To find the inverse function, we first write:

$y = 2 \cos \left( \frac{x}{3} \right).$

Solving for $x$ gives:

$y = 2 \cos \left( \frac{x}{3} \right) \Rightarrow \cos \left( \frac{x}{3} \right) = \frac{y}{2} \Rightarrow \frac{x}{3} = \cos^{-1} \left( \frac{y}{2} \right) \Rightarrow x = 3 \cos^{-1} \left( \frac{y}{2} \right).$

Thus, the inverse function is:

$f^{-1}(y) = 3 \cos^{-1} \left( \frac{y}{2} \right).$

The domain $D$ of this inverse function is derived from the range of $f(x)$, which is $[ -2, 2 ]$. Hence, $D = [ -2, 2 ].$

To find the area under the curve from $0$ to $3$, we need to evaluate the integral:

$\text{Area} = \int_{0}^{3} f(x) \, dx = \int_{0}^{3} 2 \cos \left( \frac{x}{3} \right) \, dx.$

To solve this, we use substitution.

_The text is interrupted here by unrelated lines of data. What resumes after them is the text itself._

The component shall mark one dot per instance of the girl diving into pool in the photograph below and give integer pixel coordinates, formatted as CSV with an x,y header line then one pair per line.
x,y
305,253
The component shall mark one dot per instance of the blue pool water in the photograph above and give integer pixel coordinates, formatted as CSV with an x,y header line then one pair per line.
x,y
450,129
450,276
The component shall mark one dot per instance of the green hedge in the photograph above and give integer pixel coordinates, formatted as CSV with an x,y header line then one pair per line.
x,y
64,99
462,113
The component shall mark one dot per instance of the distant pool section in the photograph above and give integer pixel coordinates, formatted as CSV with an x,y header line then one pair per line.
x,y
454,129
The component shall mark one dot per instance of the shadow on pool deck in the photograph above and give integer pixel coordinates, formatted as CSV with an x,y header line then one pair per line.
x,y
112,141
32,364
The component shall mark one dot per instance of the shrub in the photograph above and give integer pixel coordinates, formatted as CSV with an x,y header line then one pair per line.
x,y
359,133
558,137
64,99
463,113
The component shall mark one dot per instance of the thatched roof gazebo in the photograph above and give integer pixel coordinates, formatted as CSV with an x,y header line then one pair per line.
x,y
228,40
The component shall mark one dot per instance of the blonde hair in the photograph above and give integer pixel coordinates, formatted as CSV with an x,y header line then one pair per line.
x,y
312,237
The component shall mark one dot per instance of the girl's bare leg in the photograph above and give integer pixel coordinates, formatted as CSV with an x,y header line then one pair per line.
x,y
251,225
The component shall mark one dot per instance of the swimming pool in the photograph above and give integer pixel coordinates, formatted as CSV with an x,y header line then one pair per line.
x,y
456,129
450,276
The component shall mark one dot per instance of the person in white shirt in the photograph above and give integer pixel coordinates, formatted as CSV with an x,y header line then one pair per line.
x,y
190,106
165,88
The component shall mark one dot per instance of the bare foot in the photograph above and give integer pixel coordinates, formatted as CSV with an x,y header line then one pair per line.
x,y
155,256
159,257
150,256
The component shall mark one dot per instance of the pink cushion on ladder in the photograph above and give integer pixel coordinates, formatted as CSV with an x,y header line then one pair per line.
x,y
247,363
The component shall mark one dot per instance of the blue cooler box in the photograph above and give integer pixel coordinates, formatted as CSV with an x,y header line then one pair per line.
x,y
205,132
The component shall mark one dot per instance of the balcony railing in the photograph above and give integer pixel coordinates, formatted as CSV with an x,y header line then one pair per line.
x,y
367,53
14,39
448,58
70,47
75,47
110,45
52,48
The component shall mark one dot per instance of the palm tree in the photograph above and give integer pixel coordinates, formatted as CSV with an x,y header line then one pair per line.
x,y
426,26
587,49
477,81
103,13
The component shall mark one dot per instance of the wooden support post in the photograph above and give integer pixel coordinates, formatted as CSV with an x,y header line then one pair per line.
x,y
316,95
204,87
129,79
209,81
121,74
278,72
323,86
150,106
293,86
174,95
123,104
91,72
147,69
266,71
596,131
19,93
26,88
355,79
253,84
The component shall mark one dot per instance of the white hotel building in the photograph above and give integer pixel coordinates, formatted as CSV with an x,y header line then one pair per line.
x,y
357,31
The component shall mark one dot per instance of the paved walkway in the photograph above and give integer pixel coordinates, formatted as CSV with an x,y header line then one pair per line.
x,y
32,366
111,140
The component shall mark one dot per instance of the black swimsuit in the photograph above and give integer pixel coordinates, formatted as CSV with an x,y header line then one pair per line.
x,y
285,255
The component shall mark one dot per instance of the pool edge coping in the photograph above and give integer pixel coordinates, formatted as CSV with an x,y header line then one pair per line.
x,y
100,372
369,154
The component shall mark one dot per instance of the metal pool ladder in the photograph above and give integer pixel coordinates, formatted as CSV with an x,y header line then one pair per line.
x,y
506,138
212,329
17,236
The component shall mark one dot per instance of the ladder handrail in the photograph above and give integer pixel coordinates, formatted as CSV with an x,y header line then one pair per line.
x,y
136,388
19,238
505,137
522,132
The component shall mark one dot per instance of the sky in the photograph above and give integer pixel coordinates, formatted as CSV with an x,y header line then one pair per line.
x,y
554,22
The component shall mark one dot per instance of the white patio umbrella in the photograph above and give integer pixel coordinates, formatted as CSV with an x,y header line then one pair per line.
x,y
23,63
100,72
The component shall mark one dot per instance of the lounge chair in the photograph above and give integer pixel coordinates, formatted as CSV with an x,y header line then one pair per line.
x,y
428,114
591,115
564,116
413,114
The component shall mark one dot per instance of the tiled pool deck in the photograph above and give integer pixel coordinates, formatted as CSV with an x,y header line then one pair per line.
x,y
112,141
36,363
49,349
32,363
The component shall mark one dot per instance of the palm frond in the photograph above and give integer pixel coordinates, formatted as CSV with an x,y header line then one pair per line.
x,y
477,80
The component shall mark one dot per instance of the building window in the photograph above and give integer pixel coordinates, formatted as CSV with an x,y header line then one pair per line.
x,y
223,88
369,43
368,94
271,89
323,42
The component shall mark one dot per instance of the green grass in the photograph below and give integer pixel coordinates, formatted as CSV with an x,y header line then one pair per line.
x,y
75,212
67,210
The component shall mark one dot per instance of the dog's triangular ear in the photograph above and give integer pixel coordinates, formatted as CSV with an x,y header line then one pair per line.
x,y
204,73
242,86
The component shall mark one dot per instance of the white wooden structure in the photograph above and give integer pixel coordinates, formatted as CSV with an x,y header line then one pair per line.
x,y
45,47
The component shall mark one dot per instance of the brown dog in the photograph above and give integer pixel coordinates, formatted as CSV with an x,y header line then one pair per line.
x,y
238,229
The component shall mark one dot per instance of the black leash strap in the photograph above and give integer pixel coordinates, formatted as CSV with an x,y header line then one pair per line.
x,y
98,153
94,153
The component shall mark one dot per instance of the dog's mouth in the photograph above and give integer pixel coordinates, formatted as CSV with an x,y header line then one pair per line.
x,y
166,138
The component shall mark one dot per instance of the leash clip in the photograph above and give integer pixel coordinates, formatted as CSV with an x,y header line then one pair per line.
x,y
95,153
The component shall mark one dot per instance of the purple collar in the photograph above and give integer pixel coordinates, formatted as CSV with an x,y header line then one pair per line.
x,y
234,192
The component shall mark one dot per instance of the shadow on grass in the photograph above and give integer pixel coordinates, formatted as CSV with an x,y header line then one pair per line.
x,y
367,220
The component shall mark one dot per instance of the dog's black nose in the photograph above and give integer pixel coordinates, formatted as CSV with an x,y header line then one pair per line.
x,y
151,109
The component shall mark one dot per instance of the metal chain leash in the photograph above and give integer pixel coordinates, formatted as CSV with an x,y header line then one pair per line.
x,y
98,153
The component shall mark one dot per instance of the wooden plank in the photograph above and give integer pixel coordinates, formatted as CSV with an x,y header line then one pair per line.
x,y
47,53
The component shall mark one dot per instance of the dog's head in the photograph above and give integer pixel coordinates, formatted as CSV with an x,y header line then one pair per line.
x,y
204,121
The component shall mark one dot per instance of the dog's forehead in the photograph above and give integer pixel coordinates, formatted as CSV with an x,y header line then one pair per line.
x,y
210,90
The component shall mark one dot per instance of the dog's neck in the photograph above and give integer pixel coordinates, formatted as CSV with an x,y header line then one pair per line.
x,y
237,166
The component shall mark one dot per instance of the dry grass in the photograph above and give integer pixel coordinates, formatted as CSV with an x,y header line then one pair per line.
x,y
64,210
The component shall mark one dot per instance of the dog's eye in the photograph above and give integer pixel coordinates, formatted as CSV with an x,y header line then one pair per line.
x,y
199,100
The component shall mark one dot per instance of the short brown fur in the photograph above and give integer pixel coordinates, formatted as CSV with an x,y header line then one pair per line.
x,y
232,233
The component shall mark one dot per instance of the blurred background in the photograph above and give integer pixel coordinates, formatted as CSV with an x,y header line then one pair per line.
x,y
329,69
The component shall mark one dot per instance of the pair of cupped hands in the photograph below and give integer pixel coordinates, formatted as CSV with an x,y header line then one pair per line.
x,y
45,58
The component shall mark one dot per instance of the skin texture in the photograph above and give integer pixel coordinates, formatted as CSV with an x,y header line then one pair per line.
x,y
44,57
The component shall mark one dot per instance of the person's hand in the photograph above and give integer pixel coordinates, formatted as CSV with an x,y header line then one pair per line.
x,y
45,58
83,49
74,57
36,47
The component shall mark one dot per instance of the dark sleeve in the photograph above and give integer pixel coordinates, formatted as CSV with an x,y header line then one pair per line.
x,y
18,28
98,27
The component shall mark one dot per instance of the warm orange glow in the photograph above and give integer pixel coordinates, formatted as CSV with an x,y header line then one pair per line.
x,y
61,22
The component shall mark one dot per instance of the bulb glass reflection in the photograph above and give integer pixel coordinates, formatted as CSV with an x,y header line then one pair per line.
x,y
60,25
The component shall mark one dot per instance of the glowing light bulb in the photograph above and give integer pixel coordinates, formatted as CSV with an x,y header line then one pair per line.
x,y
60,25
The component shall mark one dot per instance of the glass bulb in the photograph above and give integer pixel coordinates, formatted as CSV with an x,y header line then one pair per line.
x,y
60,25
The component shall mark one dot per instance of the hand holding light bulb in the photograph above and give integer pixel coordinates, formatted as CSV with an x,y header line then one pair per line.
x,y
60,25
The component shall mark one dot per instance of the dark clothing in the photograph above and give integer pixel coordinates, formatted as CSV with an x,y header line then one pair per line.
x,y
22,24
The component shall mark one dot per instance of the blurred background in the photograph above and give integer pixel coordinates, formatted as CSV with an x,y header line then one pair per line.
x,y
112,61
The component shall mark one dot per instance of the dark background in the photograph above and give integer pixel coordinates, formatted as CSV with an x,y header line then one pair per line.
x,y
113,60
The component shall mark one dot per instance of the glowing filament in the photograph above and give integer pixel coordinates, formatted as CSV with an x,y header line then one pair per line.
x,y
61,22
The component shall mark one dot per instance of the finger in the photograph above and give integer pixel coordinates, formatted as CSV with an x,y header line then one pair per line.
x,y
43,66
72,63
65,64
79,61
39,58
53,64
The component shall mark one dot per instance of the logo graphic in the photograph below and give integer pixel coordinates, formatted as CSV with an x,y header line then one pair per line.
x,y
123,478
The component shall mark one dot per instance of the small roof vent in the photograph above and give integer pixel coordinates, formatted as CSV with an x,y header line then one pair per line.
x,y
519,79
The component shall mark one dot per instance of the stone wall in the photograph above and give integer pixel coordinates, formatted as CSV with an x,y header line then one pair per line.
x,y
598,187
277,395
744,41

Let:

$u = \frac{x}{3} \\ dx = 3 \, du.$

Changing the limits accordingly: when $x = 0$, $u = 0$; when $x = 3$, $u = 1$. Then we have:

$\text{Area} = 6 \int_{0}^{1} \cos(u) \, du = 6 \left[ \sin(u) \right]_{0}^{1} = 6\left( \sin(1) - \sin(0) \right) = 6 \sin(1).$

Using the binomial expansion, we expand both $(q + p)^{n}$ and $(q - p)^{n}$:

$(q + p)^{n} = \sum_{k=0}^{n} \binom{n}{k} q^{n-k} p^{k},$

and

$(q - p)^{n} = \sum_{k=0}^{n} \binom{n}{k} q^{n-k} (-p)^{k} = \sum_{k=0}^{n} \binom{n}{k} q^{n-k} (-1)^{k} p^{k}.$

Subtracting these two expansions gives:

$(q + p)^{n} - (q - p)^{n} = \sum_{k=0}^{n} \binom{n}{k} q^{n-k} p^{k} - \sum_{k=0}^{n} \binom{n}{k} q^{n-k} (-1)^{k} p^{k}.$

When we combine like terms, we notice that the terms where $k$ is odd will be doubled:

$= 2 \sum_{\text{odd } k} \binom{n}{k} q^{n-k} p^{k}.$

Hence, the formula is verified.

When $n$ is odd, the last term in the expansion is given by the term where $k = n - 1$:

$2 \binom{n}{n-1} q^{1} p^{n-1} = 2n qp^{n-1}.$

When $n$ is even, the last term occurs at $k = n$, which gives:

$2 \binom{n}{n} q^{0} p^{n} = 2p^{n}.$

The probability of exactly $r$ sixes appearing in the uppermost position can be calculated using the binomial probability formula:

$P(X = r) = \binom{n}{r} \left(\frac{1}{6}\right)^{r} \left(\frac{5}{6}\right)^{n - r}.$

Using the result from part (b), we know the probability for odd occurrences can be derived from the total:

$P(\text{odd}) = \frac{1}{2} \left[ 1 - \left( \frac{2}{3} \right)^{n} \right].$

This is due to symmetry in the distribution of probabilities for the number of sixes coming up.